The attempted spin of this movie surrounds four volatile alien parasite samples being brought back from a comet expedition financed by San Francisco billionaire visionary Carlton Drake (Riz Ahmed) of the Life Foundation. He maniacally seeks to increase man’s power by experimenting on these symbiotes with homeless human hosts no one will miss. Drake hides behind his company’s philanthropic and medical research fronts. Brock, the star of his own burgeoning investigative report segments for a television network, is one man that sees through Drake’s decadent public image into the evil of his work. When Eddie exploits his fiance Anne’s (Oscar nominee Michelle Williams) access to confidential Life Foundation information as one of their attorneys, his snooping gets both of them fired and severs their engagement.

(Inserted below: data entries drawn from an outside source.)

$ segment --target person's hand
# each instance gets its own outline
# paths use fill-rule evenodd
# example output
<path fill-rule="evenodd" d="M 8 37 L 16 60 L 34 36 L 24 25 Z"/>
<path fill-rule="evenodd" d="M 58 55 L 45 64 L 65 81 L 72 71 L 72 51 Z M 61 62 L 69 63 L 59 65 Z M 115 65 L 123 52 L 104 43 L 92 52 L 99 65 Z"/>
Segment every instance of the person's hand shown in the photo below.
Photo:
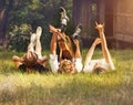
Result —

LESSON #3: YOU ARE TO BLAME FOR YOUR OWN MISTAKES — Months later, Eddie harps on about how external factors and surroundings have lead to him being jaded from his former confidence, blacklisted from journalistic validation and employment, and heartbroken without his romantic flame. Just as Anne retorts his clingy begging, Eddie is a smart guy who is a dumbass. His gut may score scoops, but it also is to blame for his poor choices. His screw-ups are all on him.

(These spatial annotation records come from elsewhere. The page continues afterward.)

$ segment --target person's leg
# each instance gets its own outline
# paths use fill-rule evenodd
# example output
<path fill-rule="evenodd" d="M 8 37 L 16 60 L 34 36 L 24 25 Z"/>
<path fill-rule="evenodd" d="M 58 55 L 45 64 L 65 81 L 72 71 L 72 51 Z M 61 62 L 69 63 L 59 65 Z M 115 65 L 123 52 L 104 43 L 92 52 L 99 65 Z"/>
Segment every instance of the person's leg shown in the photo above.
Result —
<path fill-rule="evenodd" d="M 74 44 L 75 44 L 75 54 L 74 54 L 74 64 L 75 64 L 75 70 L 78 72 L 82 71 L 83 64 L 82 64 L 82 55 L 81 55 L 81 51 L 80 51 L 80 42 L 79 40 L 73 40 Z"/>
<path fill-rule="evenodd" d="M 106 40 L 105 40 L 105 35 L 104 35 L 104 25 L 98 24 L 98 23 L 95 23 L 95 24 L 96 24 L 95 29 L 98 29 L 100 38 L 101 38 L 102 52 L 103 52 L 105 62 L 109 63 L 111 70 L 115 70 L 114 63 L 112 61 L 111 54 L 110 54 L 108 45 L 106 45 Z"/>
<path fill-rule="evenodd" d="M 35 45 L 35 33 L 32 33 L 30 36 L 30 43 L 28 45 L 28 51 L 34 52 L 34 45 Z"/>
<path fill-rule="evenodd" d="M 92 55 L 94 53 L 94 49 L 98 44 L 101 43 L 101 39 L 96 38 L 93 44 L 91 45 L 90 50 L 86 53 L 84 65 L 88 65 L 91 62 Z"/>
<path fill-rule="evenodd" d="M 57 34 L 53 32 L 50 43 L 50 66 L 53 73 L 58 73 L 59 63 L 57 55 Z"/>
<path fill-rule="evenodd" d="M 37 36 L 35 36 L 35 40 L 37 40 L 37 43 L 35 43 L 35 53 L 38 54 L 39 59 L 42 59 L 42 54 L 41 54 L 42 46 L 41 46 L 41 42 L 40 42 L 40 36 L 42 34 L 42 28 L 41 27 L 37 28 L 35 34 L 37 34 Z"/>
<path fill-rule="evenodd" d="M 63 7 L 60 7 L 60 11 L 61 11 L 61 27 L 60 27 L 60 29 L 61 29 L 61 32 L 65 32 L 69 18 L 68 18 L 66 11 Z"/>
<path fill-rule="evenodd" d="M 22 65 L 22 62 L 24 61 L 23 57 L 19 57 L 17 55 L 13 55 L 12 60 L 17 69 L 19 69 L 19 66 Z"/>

One of Drake’s scientists, Dr. Dora Skirth (Jenny Slate), tabs Brock to help her blow the whistle on her boss. She helps him infiltrate the lab only for Brock to become the next unwitting host to one of the voracious symbiotes. Feeding the belly and the psyche of this newfound power, Brock and the sticky-icky alien ooze inside of him start to mesh in the name of “we” in shared opposition against Drake with a worried Anne in tow.
LESSON #4: TATER TOTS ARE UNDERRATED COMFORT FOOD — In one of the oddest and bluntest displays of product placement in recent memory, little uniform cylinders of crispy potatoes become the go-to nourishment of our razor-toothed and tongue-slithering semi-baddie. That’s a far step down from the impressive intimidation that would come if the creature was allowed to bite off as many human heads as he keeps chattering about. Come on. Let him feast.

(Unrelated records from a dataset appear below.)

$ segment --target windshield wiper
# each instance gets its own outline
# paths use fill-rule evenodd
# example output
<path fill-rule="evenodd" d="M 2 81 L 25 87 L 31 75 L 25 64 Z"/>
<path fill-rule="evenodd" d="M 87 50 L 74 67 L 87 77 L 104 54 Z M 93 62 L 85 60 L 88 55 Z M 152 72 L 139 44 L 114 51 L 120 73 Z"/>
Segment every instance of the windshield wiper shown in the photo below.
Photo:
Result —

It is from that disorganized and uninspired start that has Venom veering all over the place. On one end, Tom Hardy looks and fits the bill physically and has the screwloose methodology and twitchy discomfort within his acting capacity to handle the wild internal and external dichotomy of this borderline lunatic character. Unfortunately, on the other end, the violent nature to really let Hardy cut this monster loose is leashed by the film’s profit-maximizing PG-13 limitations. Not only is Hardy’s bulky talent wasted but the overqualified Michelle Williams looks aimless and actually has a line in the film that reads “I’m sorry about Venom.” Honey, you can say that again.
Likely scribbled on script margins or cocktail napkins by Jumanji: Welcome to the Jungle screenwriters Jeff Pinkner and Scott Rosenberg with an assist from Fifty Shades of Grey’s Kelly Marcel, the plotlines, transitions, motives, and action sequences are blurred nonsense. Matching his Zombieland background, Venom has more exponentially more jokes than thrills. Most of those gaga are unintentional which lead us to laugh at it instead of with it. That dorky tone saps any power from A Star is Born cinematographer Matthew Libatique’s shooting creativity and Black Panther composer Ludwig Göransson’s pulsating power.
For the purpose to sell tickets, this proper villain is touted to be an response to the world having enough superheroes. The resulting film debunks its marketing by reducing Venom into a do-gooder and carnival attraction opposite of that claim. Never once does your heart pump a little quicker from tension. Never once do any hairs stand up in fright in the presence of what should be a complete badass. Those deficiencies shouldn’t happen with Venom.